Ifo President Warns Against Premature State Intervention in Fuel Prices

Ifo President Warns Against Premature State Intervention in Fuel Prices

Ifo President Clemens Fuest cautions against state actions aimed at lowering oil and gas prices for consumers. “Dampening price signals through discounts or tax cuts is harmful to the macroeconomy” he said on Wednesday. Fuest also notes that the burden of rising world‑market prices must be shared by the German economy as a whole, and that relief on one side would need to be balanced by higher costs elsewhere.

He explained that higher oil prices act like an additional tax for the global economy: energy, transport and many goods become more expensive, pushing up inflation and potentially stifling growth. Germany cannot influence the international prices of oil or gas, but it can affect the price consumers pay domestically, because those prices include national taxes.

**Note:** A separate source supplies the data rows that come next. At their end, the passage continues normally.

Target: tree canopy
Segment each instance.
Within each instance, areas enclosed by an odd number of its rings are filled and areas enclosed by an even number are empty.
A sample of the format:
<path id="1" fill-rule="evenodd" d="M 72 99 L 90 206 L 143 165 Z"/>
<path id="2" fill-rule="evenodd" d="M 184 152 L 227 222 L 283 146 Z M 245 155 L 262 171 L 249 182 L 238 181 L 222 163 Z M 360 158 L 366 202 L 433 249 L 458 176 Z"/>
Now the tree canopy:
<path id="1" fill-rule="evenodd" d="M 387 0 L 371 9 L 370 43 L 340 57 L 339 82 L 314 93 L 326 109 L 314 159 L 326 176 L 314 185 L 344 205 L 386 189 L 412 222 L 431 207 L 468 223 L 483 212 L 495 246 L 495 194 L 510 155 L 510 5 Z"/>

The federal government might, for instance, cut the mineral‑oil tax or lower VAT on oil and gas. Such a move would not reduce the overall economic cost of these fuels. If taxes were lowered, the lost revenue would have to be compensated either with higher taxes elsewhere or with reduced state benefits.

Fuest stressed that scarcity and the resulting price spikes serve as an important signal for consumers to cut back. One of the key strengths of a market economy is that price changes give people incentives to adjust their consumption habits.

“People who use the most fossil fuel and cannot avoid it are hit hardest by price increases-particularly low‑income households” he said. General cuts in energy taxes are not a precise tool to aid those in need. Pointing to the state for every burden, he warned, forgets that the economy cannot function long‑term without a certain degree of individual responsibility.